The request from New York City is one of several calling on the Supreme Court to review DOMA. Both supporters and defenders of the law have made requests to the Supreme Court, including the House Republican-led Bipartisan Legal Advisory Group, which took up legal defense of DOMA after the Obama administration announced it would no longer defend it, and the Justice Department, which has since been actively litigation against DOMA. Massachusetts Attorney General Martha Coakley has also asked the Supreme Court to review and strike down DOMA on the basis that it violates a state’s right to regulate marriage under the Tenth Amendment as has Lambda Legal in the case of Golinski v. Office of Personnel Management.
The brief presents the same question to the Supreme Court that has already been asked in earlier briefs asking justices to consider the anti-gay law: Does Section 3 of DOMA violate the Fifth Amendment’s guarantee of equal protection of the laws as applied to persons of the same sex who are legally married under state law?
But the brief goes into different territory than previous requests because it explains why DOMA has a particularly adverse impact on New York City. The State of New York, under the leadership of Gov. Andrew Cuomo (D), passed marriage equality legislation last year and had recently celebrated the one-year anniversary of enacting that law.
The brief lays out two main arguments why DOMA unfairly impacts New York City: (1) DOMA forces it to be “the unwilling agent” of federally required separate treatment of lawfully married employees and (2) the disparate treatment of legally married couples under DOMA undermines the city’s non-discrimination laws.

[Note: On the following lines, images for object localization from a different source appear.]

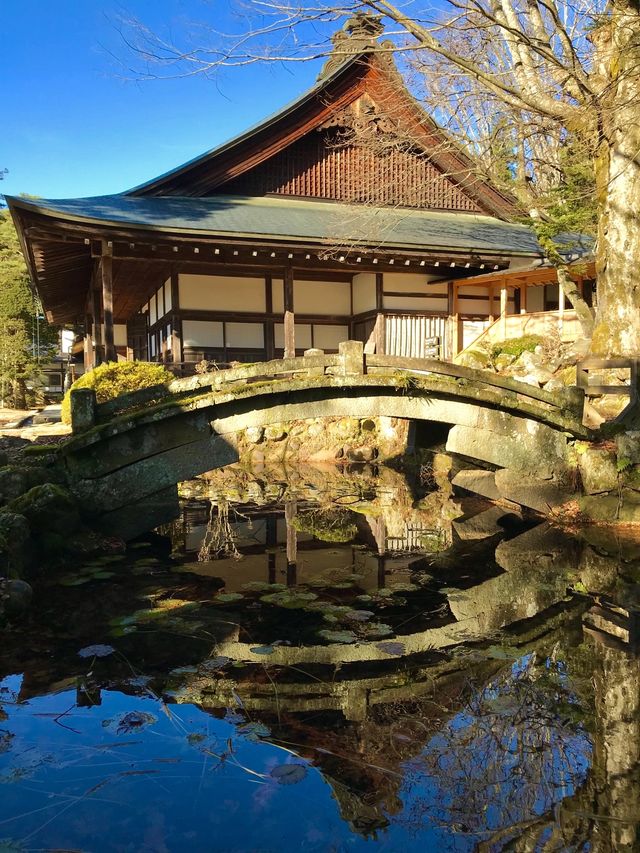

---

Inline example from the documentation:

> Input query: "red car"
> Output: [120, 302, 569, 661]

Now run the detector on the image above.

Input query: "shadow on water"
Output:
[2, 456, 640, 850]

According to the brief, one way in which DOMA complicates the policy administration in New York City is related to the health benefits, retirement plans and family leave offered to city employees and their spouses.
“As an employer, the city must identify the gender of the spouses of its lawfully married employees and then single out those employees with a same-sex spouse,” the brief states. “DOMA enforces discriminatory tax treatment of spousal health care benefits. In many other benefit-related matters, the city must either incur the cost and administrative burden of ‘workarounds’ (employer-created benefit structures attempting to compensate for the discriminatory effects of DOMA), or discriminate in its treatment of its married workforce.”
Rose Saxe, senior staff attorney for the ACLU’s LGBT & AIDS Project, praised New York City officials for joining the call for the Supreme Court to review Windsor’s challenge to DOMA.
“We are very pleased that the City of New York has joined our request to have the Supreme Court consider Edie Windsor’s case, particularly in light of the harm that DOMA causes so many married New Yorkers,” she said.
The Supreme Court won’t be able to decide whether to hear the case until justices return from summer recess and the start their conference on September 24.
CORRECTION: An initial version of this article stated that the New York City brief was the fifth petition asking the Supreme Court to review DOMA. That count didn’t take into account a petition filed by Lambda Legal. The initial also inaccurately stated the brief was filed Thursday. The Blade regrets the errors.